As part of the programme, which covers basic subjects such as maths, English and computers, students also received a national training certificate in food and nutrition, with different groups taking it in turn to prepare the breakfasts and lunches for the school each day.

Priory Youthreach co-ordinator Paul Curtis told The Echo: “Alongside teaching the young people life skills such as cooking and nutrition in a functional kitchen, providing breakfasts and lunches also ensures that young people are not going through the day hungry and that they have energy for the day.

“Some of the young people that come to us could potentially be coming to Youthreach with no food if we did not provide it.”

For the past three years Priory Youthreach has applied for funding for the school meals programme, but they have been turned down each time as it is not considered a ‘DEIS school’.

Paul told The Echo: “This is very unfair, 16 of our 28 students come from disadvantaged communities, which have DEIS status in their schools, such as Jobstown, Killinarden, Fettercairn and Brookfield. 

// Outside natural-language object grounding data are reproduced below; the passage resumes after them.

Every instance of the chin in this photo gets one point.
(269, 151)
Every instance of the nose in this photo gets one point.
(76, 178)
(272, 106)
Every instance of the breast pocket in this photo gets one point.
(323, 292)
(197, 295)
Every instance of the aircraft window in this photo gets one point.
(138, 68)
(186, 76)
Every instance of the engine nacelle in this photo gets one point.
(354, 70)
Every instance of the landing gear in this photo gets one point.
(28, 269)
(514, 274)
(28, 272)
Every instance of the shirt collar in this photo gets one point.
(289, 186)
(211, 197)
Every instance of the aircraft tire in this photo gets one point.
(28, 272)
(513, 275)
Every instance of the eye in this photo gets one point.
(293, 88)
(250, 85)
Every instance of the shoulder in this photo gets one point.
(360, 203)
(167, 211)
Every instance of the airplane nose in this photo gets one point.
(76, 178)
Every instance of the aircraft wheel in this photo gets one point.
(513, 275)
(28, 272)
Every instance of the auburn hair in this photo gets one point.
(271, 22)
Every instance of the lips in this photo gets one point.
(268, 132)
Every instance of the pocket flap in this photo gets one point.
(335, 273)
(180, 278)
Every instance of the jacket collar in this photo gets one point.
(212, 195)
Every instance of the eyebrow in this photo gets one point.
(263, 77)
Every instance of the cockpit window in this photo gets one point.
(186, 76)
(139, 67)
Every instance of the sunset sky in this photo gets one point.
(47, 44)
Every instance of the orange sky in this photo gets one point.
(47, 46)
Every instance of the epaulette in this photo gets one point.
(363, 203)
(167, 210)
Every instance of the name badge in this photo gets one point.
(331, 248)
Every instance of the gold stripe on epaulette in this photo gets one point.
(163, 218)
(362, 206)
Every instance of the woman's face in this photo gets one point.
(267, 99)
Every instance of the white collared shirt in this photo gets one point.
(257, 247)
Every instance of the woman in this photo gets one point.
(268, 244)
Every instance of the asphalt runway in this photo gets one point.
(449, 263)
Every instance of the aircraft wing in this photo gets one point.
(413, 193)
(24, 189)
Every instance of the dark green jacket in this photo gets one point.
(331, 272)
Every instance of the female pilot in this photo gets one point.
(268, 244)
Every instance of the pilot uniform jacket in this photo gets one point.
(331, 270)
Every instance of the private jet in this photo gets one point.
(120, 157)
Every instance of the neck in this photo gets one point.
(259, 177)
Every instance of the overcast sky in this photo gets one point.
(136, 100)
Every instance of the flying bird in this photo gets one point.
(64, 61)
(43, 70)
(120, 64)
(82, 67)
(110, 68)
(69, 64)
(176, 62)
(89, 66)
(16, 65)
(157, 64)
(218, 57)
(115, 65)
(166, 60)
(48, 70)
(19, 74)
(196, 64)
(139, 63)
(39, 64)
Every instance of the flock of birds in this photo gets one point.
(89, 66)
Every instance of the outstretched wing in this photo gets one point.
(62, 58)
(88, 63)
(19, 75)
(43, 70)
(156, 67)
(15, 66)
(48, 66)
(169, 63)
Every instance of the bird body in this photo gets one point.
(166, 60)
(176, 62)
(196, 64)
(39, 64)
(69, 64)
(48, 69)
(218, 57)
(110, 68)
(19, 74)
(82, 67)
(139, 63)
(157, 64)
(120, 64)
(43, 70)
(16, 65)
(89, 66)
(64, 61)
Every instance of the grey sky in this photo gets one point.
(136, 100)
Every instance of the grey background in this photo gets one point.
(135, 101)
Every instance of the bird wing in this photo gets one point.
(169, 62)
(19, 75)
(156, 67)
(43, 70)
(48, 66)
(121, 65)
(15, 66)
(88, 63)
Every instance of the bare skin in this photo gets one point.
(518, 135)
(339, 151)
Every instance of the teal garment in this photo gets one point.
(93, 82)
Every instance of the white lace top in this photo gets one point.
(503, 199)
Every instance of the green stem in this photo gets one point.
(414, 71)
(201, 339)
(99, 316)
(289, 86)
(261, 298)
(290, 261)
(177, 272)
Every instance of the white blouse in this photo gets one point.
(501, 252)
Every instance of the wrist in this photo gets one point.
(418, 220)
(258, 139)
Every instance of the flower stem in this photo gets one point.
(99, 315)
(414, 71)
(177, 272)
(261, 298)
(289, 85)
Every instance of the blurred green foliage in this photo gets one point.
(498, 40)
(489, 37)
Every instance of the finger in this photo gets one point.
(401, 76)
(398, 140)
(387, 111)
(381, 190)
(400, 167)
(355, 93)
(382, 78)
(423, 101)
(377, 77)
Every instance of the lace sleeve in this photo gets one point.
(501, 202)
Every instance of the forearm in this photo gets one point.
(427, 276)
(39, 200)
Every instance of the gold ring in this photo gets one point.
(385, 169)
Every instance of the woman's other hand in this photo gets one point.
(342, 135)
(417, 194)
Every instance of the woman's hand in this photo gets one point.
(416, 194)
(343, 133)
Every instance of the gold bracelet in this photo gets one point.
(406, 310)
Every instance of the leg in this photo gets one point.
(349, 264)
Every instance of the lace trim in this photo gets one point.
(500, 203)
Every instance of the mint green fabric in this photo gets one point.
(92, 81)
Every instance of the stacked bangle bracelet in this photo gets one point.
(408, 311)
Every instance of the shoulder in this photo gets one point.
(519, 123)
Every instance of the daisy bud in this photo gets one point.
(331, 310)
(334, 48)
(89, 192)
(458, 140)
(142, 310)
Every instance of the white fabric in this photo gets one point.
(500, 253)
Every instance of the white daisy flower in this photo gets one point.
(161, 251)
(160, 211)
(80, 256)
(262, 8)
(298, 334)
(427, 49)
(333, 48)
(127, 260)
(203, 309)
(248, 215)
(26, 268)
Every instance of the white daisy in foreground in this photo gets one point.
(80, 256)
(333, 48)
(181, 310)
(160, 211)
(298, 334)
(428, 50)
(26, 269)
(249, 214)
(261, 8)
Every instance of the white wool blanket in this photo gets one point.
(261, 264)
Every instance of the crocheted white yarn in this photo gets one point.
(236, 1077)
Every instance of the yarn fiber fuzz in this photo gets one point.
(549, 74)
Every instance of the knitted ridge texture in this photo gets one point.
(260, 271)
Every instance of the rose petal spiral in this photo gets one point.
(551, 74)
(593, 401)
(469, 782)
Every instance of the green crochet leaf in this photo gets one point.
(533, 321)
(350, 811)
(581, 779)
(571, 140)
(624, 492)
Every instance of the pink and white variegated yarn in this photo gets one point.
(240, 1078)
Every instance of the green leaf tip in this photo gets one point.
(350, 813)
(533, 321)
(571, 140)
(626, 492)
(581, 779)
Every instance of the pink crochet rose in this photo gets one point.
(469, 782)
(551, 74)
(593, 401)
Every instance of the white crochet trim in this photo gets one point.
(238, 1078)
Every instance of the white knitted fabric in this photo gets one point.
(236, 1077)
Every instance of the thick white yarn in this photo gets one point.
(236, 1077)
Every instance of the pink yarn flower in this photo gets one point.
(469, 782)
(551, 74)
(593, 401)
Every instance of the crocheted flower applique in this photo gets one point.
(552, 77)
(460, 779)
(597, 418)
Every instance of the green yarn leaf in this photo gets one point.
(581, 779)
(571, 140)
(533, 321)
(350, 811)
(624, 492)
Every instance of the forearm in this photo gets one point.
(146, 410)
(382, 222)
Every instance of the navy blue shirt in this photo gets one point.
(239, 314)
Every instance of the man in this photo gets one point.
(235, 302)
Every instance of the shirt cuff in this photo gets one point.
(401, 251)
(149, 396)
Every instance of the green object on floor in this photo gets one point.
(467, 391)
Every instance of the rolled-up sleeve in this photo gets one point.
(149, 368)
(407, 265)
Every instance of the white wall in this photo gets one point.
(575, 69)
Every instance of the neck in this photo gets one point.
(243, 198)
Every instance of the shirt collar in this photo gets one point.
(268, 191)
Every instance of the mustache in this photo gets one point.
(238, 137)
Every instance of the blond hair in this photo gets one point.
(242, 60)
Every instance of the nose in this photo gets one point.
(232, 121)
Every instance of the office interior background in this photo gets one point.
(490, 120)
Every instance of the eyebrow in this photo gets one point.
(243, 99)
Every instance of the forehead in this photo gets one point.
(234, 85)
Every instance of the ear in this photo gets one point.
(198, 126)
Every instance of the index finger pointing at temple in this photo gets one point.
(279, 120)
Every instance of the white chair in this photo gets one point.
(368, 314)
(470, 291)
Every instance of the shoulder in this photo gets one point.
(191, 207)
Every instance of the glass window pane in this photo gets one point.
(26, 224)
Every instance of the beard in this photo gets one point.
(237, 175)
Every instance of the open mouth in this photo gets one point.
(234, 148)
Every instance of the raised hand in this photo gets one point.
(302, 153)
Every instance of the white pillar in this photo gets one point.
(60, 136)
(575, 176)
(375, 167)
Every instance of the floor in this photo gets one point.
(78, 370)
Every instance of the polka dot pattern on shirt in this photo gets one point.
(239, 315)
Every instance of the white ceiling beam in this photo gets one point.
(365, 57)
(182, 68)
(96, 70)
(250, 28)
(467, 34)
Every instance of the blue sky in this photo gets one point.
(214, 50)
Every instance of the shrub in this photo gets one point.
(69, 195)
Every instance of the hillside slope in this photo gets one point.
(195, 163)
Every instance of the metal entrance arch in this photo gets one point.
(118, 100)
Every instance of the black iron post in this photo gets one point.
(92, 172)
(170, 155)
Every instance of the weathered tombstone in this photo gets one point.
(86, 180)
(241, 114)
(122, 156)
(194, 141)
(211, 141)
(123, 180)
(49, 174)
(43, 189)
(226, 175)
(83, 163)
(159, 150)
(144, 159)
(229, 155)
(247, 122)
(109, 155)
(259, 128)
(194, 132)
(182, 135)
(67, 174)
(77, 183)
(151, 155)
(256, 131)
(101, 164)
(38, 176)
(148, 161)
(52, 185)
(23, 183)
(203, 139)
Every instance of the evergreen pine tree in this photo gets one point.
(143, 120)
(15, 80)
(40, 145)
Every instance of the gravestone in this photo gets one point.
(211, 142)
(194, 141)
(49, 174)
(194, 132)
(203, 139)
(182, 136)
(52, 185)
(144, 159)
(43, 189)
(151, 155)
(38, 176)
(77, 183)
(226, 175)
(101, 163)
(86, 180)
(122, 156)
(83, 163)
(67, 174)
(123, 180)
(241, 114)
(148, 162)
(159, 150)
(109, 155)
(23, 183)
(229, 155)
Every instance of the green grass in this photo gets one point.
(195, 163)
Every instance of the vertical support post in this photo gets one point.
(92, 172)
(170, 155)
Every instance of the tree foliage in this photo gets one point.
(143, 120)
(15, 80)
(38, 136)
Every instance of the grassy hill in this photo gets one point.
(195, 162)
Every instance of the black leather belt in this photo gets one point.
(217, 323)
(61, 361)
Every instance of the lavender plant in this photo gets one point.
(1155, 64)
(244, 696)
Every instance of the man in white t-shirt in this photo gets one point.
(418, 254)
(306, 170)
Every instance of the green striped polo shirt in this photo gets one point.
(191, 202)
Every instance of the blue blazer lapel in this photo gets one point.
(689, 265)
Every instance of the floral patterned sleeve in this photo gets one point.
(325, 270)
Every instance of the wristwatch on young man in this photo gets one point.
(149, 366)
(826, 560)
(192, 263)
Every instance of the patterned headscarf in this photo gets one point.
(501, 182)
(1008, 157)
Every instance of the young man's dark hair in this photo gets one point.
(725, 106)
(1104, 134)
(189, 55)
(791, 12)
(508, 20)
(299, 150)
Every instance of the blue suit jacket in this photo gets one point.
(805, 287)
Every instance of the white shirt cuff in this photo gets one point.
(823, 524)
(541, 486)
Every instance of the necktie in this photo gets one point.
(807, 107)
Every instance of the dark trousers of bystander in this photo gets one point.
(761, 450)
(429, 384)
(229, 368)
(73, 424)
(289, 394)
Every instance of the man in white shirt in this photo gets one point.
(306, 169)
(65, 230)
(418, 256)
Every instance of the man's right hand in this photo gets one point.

“The village is not classed as a DEIS area, which I am very surprised at, and as a result Priory Youthreach is spending a third of its annual budget on food, which is a huge chunk of money that could be used for the upkeep and maintenance of the building and for academic reasons.

“It’s also very unfair when Tallaght’s second Youthreach centre in Killinarden has been granted funding even though we provide the same service and take young people from across the same catchment area.”

St Mary’s primary school in Tallaght village, which lies beside Priory Youthreach, lost its disadvantage status in 2011, with the busy school incurring a huge loss in terms of funding and staffing that year.

The change in status came as a shock to the school community at the time, who believed that something didn’t add up, considering St Dominic’s national school in Mountain Park, which lies a short walk away over the Charlie O’Toole Bridge, has DEIS status.

Local Sinn Féin TD Sean Crowe has been supporting Priory Youthreach in their application.

In response to a par-liamentary question Deputy Crowe lodged, the Minister for Social Protection Leo Varadkar wrote: “As the centre [Priory Youthreach] is not a DEIS school it was not considered for funding for the current academic year and this information was communicated to the organisation’s Co-ordinator.

“Officials in my Department are engaging with colleagues in the Department of Education and Skills in examining options regarding the provision of the additional funding to schools for the next school year.

“Priority will be provided to those schools where there is most need and the availability of funding for Youthreach centres can only be considered in the context of the take-up of the support by these schools.”

On reading the Minister’s response, which included information on the €42 million which benefited more than 200,000 children last year through the school meals programme, Paul said: “It’s all very well for the Minister to be quoting statistics back at us but the whole thing just doesn’t make sense and we will continue to appeal this and will be writing to all of our local representatives for support.”